The potential limitations of the present study also include the fact that the spontaneous racemization of oxazepam has been reported in an aqueous solution at 37 °C with a half-life of less than 4 min [2,69], which is much shorter than the incubation times used in the present study (30–120 min). Therefore, purified stereoisomers of oxazepam (R- and S-) cannot be used for the studies outlined here (i.e., all oxazepam preparations will become racemic after a few minutes at 37 °C). BSA was also added to the incubation to increase the solubilities of the cannabinoids, the activities of recombinant enzymes, as well as to sequester inhibitory, long-chain, unsaturated fatty acids. While oxazepam has been reported to bind to BSA [2], we did not have any sensitivity issues in detecting metabolite formation in our reactions. In addition, the present study examined the inhibition potency of each cannabinoid independently, although a combination of cannabinoids in the incubation mixture could enhance the inhibition potency and would be more physiologically similar to someone who consumes cannabis. Qian et al. (2019) [39] reported such a pattern when THC, CBD, and CBN were combined as inhibitors of CES1 in vitro. Finally, it is important to acknowledge the limitations of mechanistic static modeling, which only examines a single inhibitor (i.e., cannabinoid) concentration, with the combined effects of the many different cannabinoids in cannabis not examined together. However, a physiologically based pharmacokinetic (PBPK) model would provide a more realistic estimate of the potential DDI by considering dynamic variations in the inhibitor (e.g., cannabinoid) concentration over time, as well as the combined effects of multiple cannabinoids such as CBD and its metabolites.
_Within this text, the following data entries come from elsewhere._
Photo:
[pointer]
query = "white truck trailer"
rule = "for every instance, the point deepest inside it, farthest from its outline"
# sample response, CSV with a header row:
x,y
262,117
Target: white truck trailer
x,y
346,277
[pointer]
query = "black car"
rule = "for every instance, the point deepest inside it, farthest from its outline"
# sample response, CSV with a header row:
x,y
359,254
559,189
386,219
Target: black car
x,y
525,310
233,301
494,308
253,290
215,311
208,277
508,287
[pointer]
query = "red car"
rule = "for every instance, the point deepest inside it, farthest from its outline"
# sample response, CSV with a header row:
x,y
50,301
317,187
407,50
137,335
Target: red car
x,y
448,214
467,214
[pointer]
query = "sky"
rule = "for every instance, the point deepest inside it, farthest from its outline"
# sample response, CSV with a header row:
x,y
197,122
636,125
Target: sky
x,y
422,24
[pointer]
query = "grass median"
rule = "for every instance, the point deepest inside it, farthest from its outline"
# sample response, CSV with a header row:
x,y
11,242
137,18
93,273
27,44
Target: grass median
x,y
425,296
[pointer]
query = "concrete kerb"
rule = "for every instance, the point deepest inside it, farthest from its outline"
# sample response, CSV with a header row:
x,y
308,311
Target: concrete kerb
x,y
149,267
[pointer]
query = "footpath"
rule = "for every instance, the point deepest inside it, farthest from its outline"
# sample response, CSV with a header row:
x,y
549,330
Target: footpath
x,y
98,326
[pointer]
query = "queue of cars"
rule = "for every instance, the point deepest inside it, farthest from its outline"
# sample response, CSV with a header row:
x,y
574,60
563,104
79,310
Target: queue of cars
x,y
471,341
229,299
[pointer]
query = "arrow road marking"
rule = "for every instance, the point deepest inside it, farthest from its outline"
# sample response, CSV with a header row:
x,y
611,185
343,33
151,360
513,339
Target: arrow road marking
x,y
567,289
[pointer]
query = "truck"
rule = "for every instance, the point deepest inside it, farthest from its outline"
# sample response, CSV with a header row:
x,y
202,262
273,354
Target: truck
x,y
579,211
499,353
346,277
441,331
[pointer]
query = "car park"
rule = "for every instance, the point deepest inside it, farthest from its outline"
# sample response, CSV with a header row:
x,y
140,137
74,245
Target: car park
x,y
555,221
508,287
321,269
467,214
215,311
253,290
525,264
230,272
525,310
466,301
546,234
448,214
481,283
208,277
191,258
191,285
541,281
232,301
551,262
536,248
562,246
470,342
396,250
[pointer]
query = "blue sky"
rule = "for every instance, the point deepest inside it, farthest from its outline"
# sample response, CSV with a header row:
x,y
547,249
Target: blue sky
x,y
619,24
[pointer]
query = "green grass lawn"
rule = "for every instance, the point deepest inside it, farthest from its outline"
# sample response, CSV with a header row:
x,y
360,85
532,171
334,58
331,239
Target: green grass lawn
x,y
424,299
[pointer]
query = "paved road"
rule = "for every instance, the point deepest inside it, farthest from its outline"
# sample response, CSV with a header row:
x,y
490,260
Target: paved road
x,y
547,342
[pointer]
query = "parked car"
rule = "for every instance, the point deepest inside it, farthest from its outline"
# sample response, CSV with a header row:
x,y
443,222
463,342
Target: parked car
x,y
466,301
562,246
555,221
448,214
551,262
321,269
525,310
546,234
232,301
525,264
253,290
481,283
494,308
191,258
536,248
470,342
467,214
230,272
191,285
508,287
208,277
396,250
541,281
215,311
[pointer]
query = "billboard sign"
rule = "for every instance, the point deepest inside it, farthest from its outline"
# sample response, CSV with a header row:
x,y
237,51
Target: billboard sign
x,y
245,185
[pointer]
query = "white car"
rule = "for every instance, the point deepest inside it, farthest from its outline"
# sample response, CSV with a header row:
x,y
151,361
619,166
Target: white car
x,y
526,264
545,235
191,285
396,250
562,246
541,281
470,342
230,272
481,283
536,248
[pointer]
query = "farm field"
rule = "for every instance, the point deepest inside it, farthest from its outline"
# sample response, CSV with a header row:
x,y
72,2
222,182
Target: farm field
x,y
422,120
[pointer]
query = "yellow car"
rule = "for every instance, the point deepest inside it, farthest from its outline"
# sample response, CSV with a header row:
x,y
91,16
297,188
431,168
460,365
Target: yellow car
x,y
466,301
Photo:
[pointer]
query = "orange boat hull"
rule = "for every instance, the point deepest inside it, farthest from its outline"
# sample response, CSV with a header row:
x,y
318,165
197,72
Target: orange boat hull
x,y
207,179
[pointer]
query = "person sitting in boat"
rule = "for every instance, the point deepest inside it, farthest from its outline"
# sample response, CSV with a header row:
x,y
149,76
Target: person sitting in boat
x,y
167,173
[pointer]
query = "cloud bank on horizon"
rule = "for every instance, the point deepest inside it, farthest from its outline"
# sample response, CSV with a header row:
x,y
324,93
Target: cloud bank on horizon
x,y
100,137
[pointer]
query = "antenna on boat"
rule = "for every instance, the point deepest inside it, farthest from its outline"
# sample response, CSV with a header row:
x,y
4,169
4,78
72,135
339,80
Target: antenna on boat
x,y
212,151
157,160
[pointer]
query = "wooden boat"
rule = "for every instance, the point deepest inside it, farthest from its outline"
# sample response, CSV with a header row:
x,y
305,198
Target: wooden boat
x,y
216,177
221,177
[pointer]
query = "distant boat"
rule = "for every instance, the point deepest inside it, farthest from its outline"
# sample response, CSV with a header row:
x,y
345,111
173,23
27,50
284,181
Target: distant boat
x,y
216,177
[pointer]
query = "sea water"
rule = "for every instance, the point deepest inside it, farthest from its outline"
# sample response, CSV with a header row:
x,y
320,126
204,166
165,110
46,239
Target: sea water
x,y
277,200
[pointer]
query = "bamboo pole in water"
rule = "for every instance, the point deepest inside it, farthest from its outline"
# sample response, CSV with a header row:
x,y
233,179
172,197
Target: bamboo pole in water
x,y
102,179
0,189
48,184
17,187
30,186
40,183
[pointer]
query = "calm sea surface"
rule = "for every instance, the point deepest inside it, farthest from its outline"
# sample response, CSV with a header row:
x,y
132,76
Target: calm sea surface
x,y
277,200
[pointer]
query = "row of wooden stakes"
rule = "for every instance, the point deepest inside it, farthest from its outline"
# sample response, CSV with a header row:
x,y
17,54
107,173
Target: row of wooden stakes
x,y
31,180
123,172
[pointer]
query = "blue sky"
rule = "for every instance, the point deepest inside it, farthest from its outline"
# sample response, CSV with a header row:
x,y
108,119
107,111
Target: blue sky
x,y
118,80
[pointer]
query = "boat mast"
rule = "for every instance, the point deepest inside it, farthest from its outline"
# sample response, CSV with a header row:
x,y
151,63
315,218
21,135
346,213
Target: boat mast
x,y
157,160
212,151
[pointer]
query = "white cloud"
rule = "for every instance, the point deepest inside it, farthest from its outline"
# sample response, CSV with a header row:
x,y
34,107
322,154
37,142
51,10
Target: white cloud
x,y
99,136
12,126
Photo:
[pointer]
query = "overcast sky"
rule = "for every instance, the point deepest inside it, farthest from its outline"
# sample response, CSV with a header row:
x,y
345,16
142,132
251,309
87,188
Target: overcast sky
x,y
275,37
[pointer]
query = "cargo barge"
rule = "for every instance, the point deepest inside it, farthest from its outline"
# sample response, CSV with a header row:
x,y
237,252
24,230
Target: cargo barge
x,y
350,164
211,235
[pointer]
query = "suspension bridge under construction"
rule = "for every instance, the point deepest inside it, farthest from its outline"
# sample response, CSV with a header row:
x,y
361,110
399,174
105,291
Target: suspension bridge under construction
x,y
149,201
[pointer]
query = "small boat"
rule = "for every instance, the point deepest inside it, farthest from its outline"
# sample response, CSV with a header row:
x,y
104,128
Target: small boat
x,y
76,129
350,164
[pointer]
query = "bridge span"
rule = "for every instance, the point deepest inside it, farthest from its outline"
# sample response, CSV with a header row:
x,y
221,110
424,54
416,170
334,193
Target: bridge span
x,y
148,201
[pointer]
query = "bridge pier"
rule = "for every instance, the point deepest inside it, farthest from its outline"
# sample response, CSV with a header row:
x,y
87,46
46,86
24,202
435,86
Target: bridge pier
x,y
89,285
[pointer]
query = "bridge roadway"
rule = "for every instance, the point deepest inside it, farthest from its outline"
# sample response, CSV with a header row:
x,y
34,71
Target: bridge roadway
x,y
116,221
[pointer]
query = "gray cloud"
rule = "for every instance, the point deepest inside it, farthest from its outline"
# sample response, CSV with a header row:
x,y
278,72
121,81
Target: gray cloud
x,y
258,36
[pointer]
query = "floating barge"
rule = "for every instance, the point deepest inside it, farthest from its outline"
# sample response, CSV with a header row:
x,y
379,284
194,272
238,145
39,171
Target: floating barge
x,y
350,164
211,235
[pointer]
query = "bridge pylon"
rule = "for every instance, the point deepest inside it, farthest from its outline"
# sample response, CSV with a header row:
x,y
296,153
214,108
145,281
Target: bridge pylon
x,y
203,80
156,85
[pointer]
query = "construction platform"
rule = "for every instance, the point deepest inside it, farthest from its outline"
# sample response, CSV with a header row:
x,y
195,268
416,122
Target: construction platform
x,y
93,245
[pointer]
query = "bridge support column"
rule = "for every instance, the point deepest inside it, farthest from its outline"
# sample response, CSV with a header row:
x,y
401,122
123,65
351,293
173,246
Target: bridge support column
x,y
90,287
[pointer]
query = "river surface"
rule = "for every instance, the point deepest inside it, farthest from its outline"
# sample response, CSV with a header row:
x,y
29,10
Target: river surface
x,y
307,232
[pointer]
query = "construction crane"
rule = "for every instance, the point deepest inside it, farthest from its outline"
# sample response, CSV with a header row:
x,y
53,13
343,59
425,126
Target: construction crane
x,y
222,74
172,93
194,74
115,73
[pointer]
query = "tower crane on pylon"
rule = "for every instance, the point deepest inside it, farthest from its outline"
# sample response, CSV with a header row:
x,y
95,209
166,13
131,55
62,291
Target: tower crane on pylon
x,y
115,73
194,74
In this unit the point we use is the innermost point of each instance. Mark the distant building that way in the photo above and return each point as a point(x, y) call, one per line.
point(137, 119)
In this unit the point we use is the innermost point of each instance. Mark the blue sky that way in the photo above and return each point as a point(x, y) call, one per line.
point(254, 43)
Taken together, the in vitro and mechanistic static modeling data from the present study indicate a potential pharmacokinetic DDI when major cannabinoids like CBD or THC and oxazepam are administered concurrently. This may result in increased levels of oxazepam resulting in potentially significant side effects such as prolonged sedation. While additional in vitro–in vivo extrapolations (dynamic model) and clinical studies are needed to determine the clinical implications of these in vitro and computational findings and provide a more thorough evaluation of the DDI risk, the present studies can serve as early preliminary data for future clinical studies, which may aid clinicians in optimizing therapeutic regimens and patient care decisions.